Questions about Relationships, the Data Model and Data Sources
These are some of the questions we've heard related to data modelling and relationships in Tableau. If you have a question that isn't in this list, please share it with us by clicking the blue Send feedback icon in the bottom right corner of this Help page, (click Yes or No, add your question in the Comment field, and then click Send).
Relationships
Is a relationship just a different name for a join?
Relationships are a dynamic, flexible way to combine data from multiple tables for analysis. A relationship describes how two independent, logical tables relate to each other, but does not merge the tables together (What is a logical table?). When a relationship is created between tables, the tables remain separate (normalised), maintaining their native level of detail and domains. You can use relationships to create multi-fact data models.
You can’t set a join type for relationships. Relationships defer joins to the time and context of analysis. Tableau automatically selects what join types should be used based on the current fields in use in the viz. During analysis, Tableau adjusts join types intelligently and preserves the native level of detail in your data. You can see aggregations at the level of detail of the fields in your viz rather than having to think about the underlying joins.
Relationships can be many-to-many and support full outer joins. You don't need to use LOD expressions such as FIXED to deduplicate data in related tables.
Learn more: For related information on combining data using relationships, also see these topics and blog posts:
- Relate Your Data
- The Tableau Data Model
- How Relationships Differ from Joins
- Use Relationships for Multi-table Data Analysis
- Don’t Be Scared of Relationships
- Relationships, part 1: Introducing new data modelling in Tableau(Link opens in a new window)
- Relationships, part 2: Tips and tricks(Link opens in a new window)
- Relationships, part 3: Asking questions across multiple related tables(Link opens in a new window)
Also see video podcasts on relationships from Action Analytics(Link opens in a new window), such as Why did Tableau Invent Relationships?(Link opens in a new window) Click "Video Podcast" in the Library(Link opens in a new window) to see more.
Can I use joins between logical tables?
You must use relationships between logical tables. You can only use joins between physical tables contained in a logical table. Double-click a logical table to open it.

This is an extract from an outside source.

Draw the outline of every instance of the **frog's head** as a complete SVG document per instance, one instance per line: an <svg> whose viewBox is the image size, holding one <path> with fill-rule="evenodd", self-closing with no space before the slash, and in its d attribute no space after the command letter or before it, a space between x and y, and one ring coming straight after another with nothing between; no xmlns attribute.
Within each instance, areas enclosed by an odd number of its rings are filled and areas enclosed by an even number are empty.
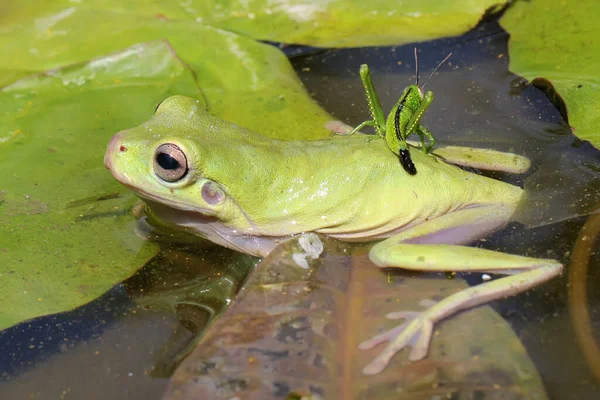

We recommend using relationships as your first approach to combining your data because it makes your data preparation and analysis easier and more intuitive. Use joins only when you absolutely need to. Situations where you might still use joins include when you want to:
- Continue to use a data source from a pre-2020.2 version to Tableau that you have upgraded to 2020.2
- Explicitly use a specific join type
- Use a data model that supports shared dimensions
Where did joins go? Can I still combine table data using joins?
Joins are still an option for combining your data. You just need to open a logical table to work with joins (double-click a logical table to open it). Tables that you join get merged into a single logical table.
Are relationships like blends? When should I use a blend?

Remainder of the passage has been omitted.